In McClain v. R. R., 116 N.Y. 459, it was held that: "A mere error of judgment does not necessarily amount to carelessness. If the plaintiff took reasonable care and then made a mistake as to the safest course to pursue in crossing the street, he was not guilty of contributory negligence for that reason." And again: "That the place was a public street and plaintiff had a right to go where he chose; that no matter how many cars were in the street he had a right to select any point to go across, but was bound to exercise care."
We freely admit that the company has the superior right to the use of its own tracks, as otherwise it could not use them at all. If a wagon and a car meet going in opposite directions, (462) the wagon must turn out, because the car can not. If going in the same direction, the wagon must also get off the track, because the car can not go around the wagon, and the public convenience requires a car to travel at a greater speed than the ordinary vehicle. But this superior right is not exclusive, and will not justify the company in needlessly interfering with the convenience of the public, or excuse it from the consequences of its own negligence.

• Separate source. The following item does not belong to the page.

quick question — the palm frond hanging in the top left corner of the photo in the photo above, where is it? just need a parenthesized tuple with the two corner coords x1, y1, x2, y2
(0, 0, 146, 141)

Where the wagon and car meet at right angles, either can stop long enough for the other to pass without serious inconvenience; and as the wagon must cross the track in order to proceed, it is said that under such circumstances the rights of the wagon are somewhat greater than between crossings, with a corresponding obligation resting upon the railway company to exercise greater care on account of the greater probability of *Page 345 meeting vehicles and pedestrians, with the increased risk of accidents. But this rule can not be extended to interfere with the right of the public to cross the track with reasonable care at any point that their convenience may suggest. Booth Street Railways, secs. 303, 304 and 305; Elliott Roads and Streets, secs. 761, 765, 767, 810, 811 and 812.
Numerous other cases might be cited, but we think that the view we have taken is sustained by the practical consensus of judicial opinion, and certainly by the overwhelming weight of authority.
The judgment of nonsuit will be set aside, and the action tried upon its merits.
Error.
Cited: Thomas v. R. R., 129 N.C. 394; Cogdell v. R. R., Ib., 400;Coley v. R. R., Ib., 413; Lea v. R. R., Ib., 467; Smith v. R. R.,130 N.C. 310; Mfg. Co. v. Bank, Ib., 608; House v. R. R.,131 N.C. 104; Hopkins v. R. R., Ib., 464; Henderson v. TractionCo., 132 N.C. 788; Lewis v. Steamship Co., Ib., 920; Kyle v.R. R., 147 N.C. 396.